Pour les personnes non mariées, rien ne change puisqu’elles sont tenues à la chasteté en tout temps – carême ou pas – , faut-il le rappeler ?

   En ce qui concerne la vie sociale, jusqu’à une date relativement récente, dans les pays officiellement catholiques et pendant toute la durée du carême, tous les divertissements publics étaient suspendus : les salles de spectacles et de concerts, les théâtres (et les cinémas) étaient fermés, les bals interdits, les soirées mondaines et les réceptions prohibées…
Dans la première moitié du XXe siècle encore, même dans nos pays laïcisés où la loi civile ne prohibait plus les divertissements, les familles catholiques veillaient à ce que leurs enfants (même majeurs) n’allassent point au cinéma, au spectacle, au bal… etc.
En outre, on ne recevait pas à déjeuner ou à dîner, même les dimanches, sauf de très proches parents accueillis à la table de famille sans que l’on enfreigne en rien les strictes prescriptions de l’Eglise.

Pierre Brueghel le jeune, les sept oeuvres de miséricorde

Pierre Brueghel le jeune : les sept oeuvres de miséricorde.

   Cette pratique du jeûne et de la pénitence ne se sépare pas, bien évidemment, de celle des deux autres grands préceptes du carême : l’aumône et la prière.

- L’aumône résulte d’une part des économies que l’on réalise sur la nourriture pendant ce temps, et d’autre part des sacrifices que l’on s’impose en plus : il ne s’agit pas de donner son superflu, mais de se priver d’une part du nécessaire pour subvenir aux besoins des plus nécessiteux et d’y ajouter ce qui résulte d’une privation réelle.

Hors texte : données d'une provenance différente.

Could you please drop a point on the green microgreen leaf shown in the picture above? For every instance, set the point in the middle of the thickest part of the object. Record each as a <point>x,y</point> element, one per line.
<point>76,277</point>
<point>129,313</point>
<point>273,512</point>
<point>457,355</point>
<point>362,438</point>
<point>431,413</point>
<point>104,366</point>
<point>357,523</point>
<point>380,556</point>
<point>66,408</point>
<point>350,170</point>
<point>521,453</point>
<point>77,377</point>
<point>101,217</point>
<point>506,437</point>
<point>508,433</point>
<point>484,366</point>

- La prière : la prière personnelle quotidienne doit être plus intense, de jour et de nuit. Ainsi par exemple au Moyen-Age, mais cela a continué en beaucoup d’endroits jusqu’au temps de la sinistre révolution, beaucoup de laïcs profitaient du carême pour réciter, au moins en partie, le bréviaire ou pour aller assister aux offices des religieux dans les couvents et abbayes (qui étaient fort nombreux : il y en avait même dans les petites villes).
Mais la prière doit en outre avoir une dimension visible et sociale plus développée, pendant le carême. Les fidèles sont donc encouragés à avoir une plus grande assiduité aux offices paroissiaux, qui ne se résument pas seulement à la célébration de la Sainte Messe : il y a les prédications de carême (parfois quotidiennes), les processions de pénitence des confréries, les adorations du Très Saint Sacrement, la pratique de l’heure sainte (voir > ici), les chemins de croix (à Rome au XIXe siècle encore il était quotidien au Colisée, et pas uniquement les vendredis de carême).
On peut encore ajouter à cela des pèlerinages vers des sanctuaires dédiés à la Sainte Croix où à la Mère des Douleurs, des églises où sont conservées des reliques de la Passion, des chapelles où l’on invoque des saints qui ont été proches de Notre-Seigneur dans Sa sainte Passion (Sainte Marie-Magdeleine par exemple).

 

* * * * * * *

   Aujourd’hui, l’Orient chrétien (catholiques de rites orientaux et orthodoxes) est resté globalement fidèle à ces règles des origines, tandis que, on le voit bien, tout au long des siècles, l’Occident latin n’a cessé d’apporter des adoucissements, des mitigations aux observances physiques du carême.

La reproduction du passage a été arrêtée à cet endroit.